The arctangent is increasing on \(\mathbb{R}\).
- Proof
-
The result follows immediately from the previous proposition and the fact that
\[\frac{1}{1+x^{2}}>0\]
for every \(x \in \mathbb{R}\). \(\quad\) Q.E.D.
\(\pi=2 \lim _{x \rightarrow+\infty} \arctan (x)=2 \int_{0}^{+\infty} \frac{1}{1+t^{2}} d t\)
Note that \(0<\pi<4\) by Example \(7.7 .1 .\)
The following proposition says that the arctangent function is an odd function.
For any \(x \in \mathbb{R},\) arctan \((x)=-\arctan (-x)\).
- Proof
-
Using the substitution \(t=-u,\) we have
\[\begin{aligned} \arctan (x)=\int_{0}^{x} \frac{1}{1+t^{2}} d t=-\int_{0}^{-x} \frac{1}{1+u^{2}} d u=-\arctan (-x). & \end{aligned}\]
Q.E.D.
It now follows that
\[\lim _{x \rightarrow-\infty} \arctan (x)=-\lim _{x \rightarrow-\infty} \arctan (-x)=-\frac{\pi}{2}.\]

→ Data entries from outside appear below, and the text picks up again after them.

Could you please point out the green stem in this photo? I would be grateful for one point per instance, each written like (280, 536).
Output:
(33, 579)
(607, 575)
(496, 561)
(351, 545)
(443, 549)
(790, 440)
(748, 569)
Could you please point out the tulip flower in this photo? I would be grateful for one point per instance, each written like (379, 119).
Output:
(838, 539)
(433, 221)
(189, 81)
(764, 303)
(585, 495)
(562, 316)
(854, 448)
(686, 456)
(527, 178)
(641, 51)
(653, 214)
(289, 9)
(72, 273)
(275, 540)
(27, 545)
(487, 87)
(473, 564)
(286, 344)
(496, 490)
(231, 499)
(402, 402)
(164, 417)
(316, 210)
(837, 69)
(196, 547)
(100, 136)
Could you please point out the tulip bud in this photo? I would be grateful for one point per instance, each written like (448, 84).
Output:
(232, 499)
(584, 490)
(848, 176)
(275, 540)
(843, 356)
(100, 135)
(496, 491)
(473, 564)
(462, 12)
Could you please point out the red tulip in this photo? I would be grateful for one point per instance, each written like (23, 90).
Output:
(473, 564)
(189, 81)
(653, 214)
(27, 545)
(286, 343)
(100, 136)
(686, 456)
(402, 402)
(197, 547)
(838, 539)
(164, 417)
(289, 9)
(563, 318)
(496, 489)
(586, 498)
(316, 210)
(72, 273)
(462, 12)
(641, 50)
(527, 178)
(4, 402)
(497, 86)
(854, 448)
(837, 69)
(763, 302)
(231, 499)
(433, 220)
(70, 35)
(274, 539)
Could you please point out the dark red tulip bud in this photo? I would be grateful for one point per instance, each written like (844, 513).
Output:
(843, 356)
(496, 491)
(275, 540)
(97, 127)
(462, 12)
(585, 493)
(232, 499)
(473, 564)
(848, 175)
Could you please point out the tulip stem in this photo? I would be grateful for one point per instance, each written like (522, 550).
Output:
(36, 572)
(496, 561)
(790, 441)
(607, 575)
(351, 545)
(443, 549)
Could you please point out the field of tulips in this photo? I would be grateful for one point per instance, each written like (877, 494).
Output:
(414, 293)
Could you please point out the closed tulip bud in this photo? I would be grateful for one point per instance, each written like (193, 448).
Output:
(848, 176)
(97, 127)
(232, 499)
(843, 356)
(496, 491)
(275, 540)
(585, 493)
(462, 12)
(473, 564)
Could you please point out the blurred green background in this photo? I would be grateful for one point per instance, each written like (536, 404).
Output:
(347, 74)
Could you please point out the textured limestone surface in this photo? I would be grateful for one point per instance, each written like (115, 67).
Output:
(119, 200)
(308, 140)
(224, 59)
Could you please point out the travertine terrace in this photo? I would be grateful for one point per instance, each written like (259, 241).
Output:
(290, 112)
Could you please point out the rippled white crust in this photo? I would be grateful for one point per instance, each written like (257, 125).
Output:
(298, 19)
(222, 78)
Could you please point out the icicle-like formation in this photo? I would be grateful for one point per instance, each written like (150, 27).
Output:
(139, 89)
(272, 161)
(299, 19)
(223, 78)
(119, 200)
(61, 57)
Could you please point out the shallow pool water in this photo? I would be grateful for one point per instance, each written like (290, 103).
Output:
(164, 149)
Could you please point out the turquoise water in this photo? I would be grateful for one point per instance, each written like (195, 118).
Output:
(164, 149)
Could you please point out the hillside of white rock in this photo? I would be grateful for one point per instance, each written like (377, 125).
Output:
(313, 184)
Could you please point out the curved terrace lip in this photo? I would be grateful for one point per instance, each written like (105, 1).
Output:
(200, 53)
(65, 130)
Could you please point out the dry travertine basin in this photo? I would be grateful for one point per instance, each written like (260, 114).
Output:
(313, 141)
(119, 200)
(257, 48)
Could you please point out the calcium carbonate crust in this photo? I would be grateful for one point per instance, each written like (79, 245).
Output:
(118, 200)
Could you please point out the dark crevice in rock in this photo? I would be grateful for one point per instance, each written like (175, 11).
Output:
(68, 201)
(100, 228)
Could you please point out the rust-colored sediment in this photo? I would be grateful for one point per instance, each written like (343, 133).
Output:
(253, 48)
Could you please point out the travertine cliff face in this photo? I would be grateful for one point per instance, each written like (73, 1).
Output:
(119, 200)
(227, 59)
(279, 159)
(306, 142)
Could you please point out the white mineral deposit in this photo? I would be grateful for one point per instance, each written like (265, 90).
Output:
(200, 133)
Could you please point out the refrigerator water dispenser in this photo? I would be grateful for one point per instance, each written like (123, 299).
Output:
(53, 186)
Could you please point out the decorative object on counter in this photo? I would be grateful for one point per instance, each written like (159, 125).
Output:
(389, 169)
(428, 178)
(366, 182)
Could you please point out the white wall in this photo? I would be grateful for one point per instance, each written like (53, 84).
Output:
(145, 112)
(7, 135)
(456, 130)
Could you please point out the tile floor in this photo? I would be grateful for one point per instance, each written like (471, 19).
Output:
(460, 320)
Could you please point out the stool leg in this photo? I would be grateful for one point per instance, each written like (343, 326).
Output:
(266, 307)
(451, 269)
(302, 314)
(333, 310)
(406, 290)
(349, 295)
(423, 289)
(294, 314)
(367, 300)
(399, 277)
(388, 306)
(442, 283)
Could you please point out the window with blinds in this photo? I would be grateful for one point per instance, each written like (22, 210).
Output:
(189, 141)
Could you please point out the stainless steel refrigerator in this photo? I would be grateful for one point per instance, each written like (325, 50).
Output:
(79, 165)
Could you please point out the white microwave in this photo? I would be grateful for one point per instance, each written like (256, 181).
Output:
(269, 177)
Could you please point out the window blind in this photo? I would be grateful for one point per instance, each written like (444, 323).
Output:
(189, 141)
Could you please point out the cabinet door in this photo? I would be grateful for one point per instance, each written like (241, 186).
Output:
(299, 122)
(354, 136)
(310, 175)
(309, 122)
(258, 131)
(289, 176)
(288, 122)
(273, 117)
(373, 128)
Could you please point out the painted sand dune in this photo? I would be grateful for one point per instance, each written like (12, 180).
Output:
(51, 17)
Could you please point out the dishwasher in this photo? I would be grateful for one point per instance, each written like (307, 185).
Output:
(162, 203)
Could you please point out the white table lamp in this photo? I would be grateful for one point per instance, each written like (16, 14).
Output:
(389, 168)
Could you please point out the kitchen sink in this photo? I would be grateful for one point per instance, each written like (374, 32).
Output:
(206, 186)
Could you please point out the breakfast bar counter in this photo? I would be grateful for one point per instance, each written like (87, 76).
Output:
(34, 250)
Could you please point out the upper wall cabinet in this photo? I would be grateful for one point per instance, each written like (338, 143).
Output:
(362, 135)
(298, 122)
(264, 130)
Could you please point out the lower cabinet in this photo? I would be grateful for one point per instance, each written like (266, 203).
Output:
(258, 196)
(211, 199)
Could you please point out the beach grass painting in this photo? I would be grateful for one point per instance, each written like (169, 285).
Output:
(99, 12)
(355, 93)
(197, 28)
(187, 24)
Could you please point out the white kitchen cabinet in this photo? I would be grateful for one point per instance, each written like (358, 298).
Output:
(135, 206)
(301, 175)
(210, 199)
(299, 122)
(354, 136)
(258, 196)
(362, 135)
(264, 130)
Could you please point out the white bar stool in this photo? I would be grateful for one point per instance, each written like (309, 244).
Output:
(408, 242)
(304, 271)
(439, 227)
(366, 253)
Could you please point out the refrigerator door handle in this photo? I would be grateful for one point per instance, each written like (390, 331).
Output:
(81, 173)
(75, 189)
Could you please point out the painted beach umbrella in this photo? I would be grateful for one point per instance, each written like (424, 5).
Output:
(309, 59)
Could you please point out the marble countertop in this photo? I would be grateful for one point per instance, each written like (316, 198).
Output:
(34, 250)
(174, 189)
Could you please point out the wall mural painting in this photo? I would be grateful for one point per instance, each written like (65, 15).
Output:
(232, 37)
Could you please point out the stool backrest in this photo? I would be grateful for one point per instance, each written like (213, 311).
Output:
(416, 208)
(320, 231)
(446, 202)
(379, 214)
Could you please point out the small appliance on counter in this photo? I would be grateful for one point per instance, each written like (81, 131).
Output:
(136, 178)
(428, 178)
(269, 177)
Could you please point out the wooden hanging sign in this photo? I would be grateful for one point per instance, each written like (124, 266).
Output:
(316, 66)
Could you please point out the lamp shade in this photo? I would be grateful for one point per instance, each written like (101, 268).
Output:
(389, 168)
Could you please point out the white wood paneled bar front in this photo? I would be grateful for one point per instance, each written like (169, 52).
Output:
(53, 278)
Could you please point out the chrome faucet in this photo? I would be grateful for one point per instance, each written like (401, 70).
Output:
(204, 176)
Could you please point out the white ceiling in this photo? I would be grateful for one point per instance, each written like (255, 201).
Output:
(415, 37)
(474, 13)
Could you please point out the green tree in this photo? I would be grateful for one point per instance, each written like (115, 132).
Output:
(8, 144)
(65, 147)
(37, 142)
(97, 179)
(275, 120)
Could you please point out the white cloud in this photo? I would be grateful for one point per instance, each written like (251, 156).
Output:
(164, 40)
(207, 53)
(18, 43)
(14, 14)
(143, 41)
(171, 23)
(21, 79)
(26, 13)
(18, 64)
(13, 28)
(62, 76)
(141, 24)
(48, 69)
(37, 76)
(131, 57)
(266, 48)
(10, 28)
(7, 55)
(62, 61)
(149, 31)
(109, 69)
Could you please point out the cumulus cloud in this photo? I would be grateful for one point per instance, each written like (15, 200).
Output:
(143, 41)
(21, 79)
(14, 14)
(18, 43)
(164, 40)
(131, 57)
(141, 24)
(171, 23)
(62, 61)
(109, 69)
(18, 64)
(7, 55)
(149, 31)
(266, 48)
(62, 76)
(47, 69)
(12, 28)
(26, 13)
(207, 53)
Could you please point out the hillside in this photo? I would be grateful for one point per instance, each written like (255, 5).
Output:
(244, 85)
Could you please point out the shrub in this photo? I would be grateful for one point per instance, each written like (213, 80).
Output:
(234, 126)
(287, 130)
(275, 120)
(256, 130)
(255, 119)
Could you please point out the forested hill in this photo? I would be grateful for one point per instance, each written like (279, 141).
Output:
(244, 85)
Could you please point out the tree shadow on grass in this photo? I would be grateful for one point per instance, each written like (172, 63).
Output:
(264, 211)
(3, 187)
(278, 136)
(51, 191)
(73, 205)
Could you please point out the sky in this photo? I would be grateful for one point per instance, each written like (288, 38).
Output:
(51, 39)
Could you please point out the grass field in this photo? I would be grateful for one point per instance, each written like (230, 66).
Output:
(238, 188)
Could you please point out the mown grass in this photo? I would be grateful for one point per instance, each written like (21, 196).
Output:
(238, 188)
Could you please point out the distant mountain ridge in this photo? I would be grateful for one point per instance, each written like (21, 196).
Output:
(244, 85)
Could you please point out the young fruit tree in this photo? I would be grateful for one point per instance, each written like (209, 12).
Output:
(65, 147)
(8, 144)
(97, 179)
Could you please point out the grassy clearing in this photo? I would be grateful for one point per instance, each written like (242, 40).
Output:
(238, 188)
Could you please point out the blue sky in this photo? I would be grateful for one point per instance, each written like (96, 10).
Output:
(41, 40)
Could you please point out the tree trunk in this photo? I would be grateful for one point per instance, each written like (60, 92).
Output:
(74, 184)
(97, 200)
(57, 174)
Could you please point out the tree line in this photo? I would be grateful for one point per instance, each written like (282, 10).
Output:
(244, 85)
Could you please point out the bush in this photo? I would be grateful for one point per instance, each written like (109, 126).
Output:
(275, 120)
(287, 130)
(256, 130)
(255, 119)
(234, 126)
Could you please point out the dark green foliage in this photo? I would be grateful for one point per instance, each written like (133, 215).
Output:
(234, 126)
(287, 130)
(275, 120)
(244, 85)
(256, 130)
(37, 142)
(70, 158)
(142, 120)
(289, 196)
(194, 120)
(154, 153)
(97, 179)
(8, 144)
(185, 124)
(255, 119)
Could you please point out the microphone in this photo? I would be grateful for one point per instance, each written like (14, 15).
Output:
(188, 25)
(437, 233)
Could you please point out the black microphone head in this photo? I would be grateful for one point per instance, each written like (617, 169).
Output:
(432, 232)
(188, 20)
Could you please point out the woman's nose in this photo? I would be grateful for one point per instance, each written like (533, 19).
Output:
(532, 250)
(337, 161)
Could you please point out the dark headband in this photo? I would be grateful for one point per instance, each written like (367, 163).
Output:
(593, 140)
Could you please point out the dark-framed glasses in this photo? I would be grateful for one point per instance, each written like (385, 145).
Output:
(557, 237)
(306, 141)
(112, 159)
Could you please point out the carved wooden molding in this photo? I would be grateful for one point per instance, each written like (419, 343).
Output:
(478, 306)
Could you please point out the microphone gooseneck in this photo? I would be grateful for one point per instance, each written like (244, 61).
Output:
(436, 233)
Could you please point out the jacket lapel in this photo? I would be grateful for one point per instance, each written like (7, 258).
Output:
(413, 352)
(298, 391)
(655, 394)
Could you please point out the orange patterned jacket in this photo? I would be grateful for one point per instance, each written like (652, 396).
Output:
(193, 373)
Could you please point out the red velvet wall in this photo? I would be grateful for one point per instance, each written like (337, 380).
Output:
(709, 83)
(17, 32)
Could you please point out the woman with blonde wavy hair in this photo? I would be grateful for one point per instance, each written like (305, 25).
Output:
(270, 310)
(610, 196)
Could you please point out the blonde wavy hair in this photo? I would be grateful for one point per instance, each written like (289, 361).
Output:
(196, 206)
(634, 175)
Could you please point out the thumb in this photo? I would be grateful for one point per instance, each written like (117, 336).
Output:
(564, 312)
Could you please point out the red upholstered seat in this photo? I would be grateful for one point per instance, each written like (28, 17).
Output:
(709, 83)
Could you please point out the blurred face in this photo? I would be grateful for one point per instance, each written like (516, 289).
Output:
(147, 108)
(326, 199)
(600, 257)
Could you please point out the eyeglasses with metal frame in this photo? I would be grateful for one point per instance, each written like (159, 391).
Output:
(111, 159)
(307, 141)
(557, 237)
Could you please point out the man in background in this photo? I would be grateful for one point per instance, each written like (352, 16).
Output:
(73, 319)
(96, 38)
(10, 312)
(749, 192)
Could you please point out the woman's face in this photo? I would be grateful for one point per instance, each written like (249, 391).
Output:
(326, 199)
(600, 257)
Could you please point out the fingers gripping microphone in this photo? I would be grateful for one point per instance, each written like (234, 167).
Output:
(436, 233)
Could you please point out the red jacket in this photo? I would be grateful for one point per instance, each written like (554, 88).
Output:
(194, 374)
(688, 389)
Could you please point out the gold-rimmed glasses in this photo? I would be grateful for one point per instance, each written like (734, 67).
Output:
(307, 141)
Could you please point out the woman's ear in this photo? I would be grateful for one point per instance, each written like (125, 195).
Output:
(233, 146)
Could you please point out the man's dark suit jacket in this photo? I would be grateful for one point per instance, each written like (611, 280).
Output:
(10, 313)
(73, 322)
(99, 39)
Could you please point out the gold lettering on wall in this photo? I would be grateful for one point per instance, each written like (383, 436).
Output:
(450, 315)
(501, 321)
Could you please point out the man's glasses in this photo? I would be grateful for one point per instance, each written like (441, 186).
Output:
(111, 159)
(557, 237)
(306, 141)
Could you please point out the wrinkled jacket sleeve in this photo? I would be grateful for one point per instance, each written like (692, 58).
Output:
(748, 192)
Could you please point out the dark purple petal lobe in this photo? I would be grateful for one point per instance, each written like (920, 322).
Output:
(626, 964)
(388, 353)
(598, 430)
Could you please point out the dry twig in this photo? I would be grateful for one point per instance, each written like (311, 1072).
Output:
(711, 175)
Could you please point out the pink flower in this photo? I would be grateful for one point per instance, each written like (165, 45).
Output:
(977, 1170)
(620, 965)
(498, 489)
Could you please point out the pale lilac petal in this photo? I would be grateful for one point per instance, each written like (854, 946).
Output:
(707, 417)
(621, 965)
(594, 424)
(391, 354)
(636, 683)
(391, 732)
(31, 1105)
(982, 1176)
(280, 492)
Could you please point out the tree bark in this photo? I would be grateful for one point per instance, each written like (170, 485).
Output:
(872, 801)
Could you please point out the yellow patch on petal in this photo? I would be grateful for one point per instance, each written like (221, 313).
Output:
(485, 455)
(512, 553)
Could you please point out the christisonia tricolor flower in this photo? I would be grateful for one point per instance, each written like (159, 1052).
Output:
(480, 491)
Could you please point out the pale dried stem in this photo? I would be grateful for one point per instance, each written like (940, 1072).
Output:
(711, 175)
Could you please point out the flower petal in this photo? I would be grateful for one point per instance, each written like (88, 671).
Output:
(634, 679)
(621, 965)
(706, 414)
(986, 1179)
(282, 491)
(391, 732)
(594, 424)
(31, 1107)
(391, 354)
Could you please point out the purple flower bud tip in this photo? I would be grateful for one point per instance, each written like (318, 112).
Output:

Hence the range of the arctangent function is \(\left(-\frac{\pi}{2}, \frac{\pi}{2}\right)\).
If \(x>0,\) then
\[\arctan (x)+\arctan \left(\frac{1}{x}\right)=\frac{\pi}{2}.\]
- Proof
-
Using the substitution \(t=\frac{1}{u},\) we have
\[\begin{aligned} \arctan \left(\frac{1}{x}\right) &=\int_{0}^{\frac{1}{x}} \frac{1}{1+t^{2}} d t \\ &=\int_{+\infty}^{x} \frac{1}{1+\frac{1}{u^{2}}}\left(-\frac{1}{u^{2}}\right) d u \\ &=-\int_{+\infty}^{x} \frac{1}{1+u^{2}} d u \\ &=\int_{x}^{+\infty} \frac{1}{1+u^{2}} d u \\ &=\frac{\pi}{2}-\int_{0}^{x} \frac{1}{1+u^{2}} d u \\ &=\frac{\pi}{2}-\arctan (x). \end{aligned}\]
Q.E.D.
If \(x<0\), then
\[\arctan (x)+\arctan \left(\frac{1}{x}\right)=-\frac{\pi}{2}.\]
- Proof
-
The result follows immediately from the preceding proposition and the fact that arctangent is an odd function.
Show that arctan \((1)=\frac{\pi}{4}\) and \(\arctan (-1)=-\frac{\pi}{4}\).